Thursday, March 27, 2008

Installments of Reworked Segments of an Essay on 1 Corinthians 9:27 (1)

On Easter Morning I completed and submitted a requested essay on 1 Corinthians 9:27. The request came because of my part in writing The Race Set Before Us. I intend to offer a few blog installments that derive from my essay. I have not yet determined how many installments there will post. Eventually, I may have opportunity to post a link to the essay. We shall see.

The passage I address in my essay is 1 Corinthians 9:23-27. I connect verse 23 with verses 24-27 in order to preserve the coherence of Paul’s concern with spiritually benefitting from the gospel he preaches.

And I do all things on account of the gospel, in order that I might be a fellow partaker of it. Don’t you know that those who run in a race all run, but one receives the prize. Run in such a manner that you might win. And everyone who competes in the arena engages in rigorous self-discipline in all things. Therefore they do it to receive a perishable wreath, but we do it for an imperishable one. Therefore, I run in such a manner as not to be aimless; I box in such a manner as not to punch the air; but I punish my body and enslave it, lest after I have preached to others, I myself should be a reprobate (1 Cor 9:23-27).

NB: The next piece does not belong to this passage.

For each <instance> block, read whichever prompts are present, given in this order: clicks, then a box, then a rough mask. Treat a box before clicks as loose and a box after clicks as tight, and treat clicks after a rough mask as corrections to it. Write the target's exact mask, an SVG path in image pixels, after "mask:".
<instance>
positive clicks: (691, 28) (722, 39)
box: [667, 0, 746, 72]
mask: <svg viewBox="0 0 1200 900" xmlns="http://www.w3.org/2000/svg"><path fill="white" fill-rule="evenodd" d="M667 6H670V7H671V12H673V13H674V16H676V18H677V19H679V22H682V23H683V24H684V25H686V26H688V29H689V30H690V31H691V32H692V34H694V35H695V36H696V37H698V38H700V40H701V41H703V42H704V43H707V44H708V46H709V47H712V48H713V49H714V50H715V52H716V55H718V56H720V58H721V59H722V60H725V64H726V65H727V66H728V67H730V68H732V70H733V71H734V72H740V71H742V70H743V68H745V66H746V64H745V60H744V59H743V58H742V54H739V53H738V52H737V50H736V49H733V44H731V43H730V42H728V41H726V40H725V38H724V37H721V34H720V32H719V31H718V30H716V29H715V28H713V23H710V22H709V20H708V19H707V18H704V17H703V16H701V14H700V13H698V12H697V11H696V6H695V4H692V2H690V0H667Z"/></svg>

Interpretations of the passage diverge in two opposite but shortsighted directions based upon a preemptive question that biases responses. Does Paul fear that he might not persevere in salvation but perish and be lost in perdition in the end? This question dominates discussions of the passage, whether the response given is affirmative or negative. Interpretations focus upon the meaning and use of adokimos (ἀδόκιμος) in 9:27. Does adokimos refer to eternal perishing? If so, how? If not, then to what does it refer? Expositors who answer with the negative tend to fasten upon another question: Is Paul simply afraid that he might lose a reward that has nothing to do with salvation itself?

A more basic and more foundational question needs to be posed and answered. This question tends to get pushed aside and ignored in favor of the simplistic and reductionistic question that dominates. The question that we should ask concerning Paul’s passage is: What is the function that Paul assigns his athletic imagery in 1 Corinthians 9:23-27? This is the question that guided the exegetical and theological work that Tom Schreiner and I did on warnings and admonitions in The Race Set Before Us. It is the question that should constrain us first before we yield to the popular and simplistic question that I mention above.

Before we pose the fundamental question concerning 1 Corinthians 9:23-27 and offer the interpretation that persuades me that best explains Paul’s passage, however, I will identify other interpretations, that are guided by the popular simplistic question, and I will critically engage them.

Subsequent entries will address the Loss of Eternal Salvation View and then variations on what I call Extra-Salvation Loss Views. Critique of the former will be briefer than that of the latter. I will address three variations on Extra-Salvation Loss Views: (1) Loss of Eternal Rewards View; (2) Loss of Testimony for the Gospel View; and (3) Loss of Divine Approval of Apostleship View.